Be that as it may, AO seems to work fine for me. It is moving and re-balancing things every day. It generally runs in about 2-3 hours out of a max of 6.

Re: AO - Task isn't looking at the right timerange?

Posted: Wed Mar 05, 2014 11:43 am
by hdtvguy
The main reason I think AO went on the controller is the huge overhead SR had. Our SR was a dog and consuming space and we were always tuning and fighting with it in the early months, but got it to a working stable state.
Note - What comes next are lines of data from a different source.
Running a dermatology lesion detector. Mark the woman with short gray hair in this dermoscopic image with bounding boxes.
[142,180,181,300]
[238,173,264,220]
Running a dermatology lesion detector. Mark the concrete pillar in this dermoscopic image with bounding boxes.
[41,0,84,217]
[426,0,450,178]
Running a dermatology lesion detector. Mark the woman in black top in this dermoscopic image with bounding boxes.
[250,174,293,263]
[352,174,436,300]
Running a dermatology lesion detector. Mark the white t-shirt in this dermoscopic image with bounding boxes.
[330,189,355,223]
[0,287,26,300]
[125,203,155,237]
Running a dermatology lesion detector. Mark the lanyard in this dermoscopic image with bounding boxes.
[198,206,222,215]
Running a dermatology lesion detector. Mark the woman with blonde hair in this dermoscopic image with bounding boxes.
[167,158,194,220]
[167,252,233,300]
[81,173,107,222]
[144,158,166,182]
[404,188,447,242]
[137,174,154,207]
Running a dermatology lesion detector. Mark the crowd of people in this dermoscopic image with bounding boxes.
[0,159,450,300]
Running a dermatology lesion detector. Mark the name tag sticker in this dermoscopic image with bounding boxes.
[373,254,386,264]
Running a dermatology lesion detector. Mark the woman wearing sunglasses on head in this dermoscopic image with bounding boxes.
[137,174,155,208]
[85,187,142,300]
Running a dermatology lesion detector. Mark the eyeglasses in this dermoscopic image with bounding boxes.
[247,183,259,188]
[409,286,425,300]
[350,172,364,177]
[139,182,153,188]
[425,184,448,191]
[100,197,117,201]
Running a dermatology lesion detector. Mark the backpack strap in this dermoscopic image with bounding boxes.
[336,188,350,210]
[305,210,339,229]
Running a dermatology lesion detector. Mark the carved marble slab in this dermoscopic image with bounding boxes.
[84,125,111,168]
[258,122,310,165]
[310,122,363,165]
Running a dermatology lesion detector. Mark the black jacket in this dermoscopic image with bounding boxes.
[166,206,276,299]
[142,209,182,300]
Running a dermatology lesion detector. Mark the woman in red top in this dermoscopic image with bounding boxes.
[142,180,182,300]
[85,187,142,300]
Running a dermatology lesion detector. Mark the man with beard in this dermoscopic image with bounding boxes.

Also SR with AO really only worked well with MySQL as MS SQL crashed and burned on us and we migrated to MySQL. So I think the main reason for the move was to simplify AO, by not needing external components and then to take the pressure off SR. What pissed me off is moving it to the nodes lost all the AO reports in SR. Not sure why SR can't just extract the data from the nodes and do its thing and then generate reports. It seems to me that SR is fracturing and some info is moving into the IMC and other data in SR. I disagree with that because SR allows me to publish reports that anyone can look at without needing the IMC.

Re: AO - Task isn't looking at the right timerange?

Posted: Wed Mar 05, 2014 11:51 am
by hdtvguy
OK support gave me virtually the same canned answer, with the note that the issue is resolved in 3.1.3 due this month.

Re: AO - Task isn't looking at the right timerange?

Posted: Thu Mar 06, 2014 7:34 am
by spencer.ryan
Well good to know that it will "get better".


Just to update, having AO start at 18:15 with "-etsecs -900" resulted in it sill grabbing the last sample window from 17:30


Having it start at 18:15 and dropping -etsecs from the task caused it to get a sample right up to 18:00.

It still won't grab data before 09:00 though. Which in all reality isn't the end of the world, but I still don't like it.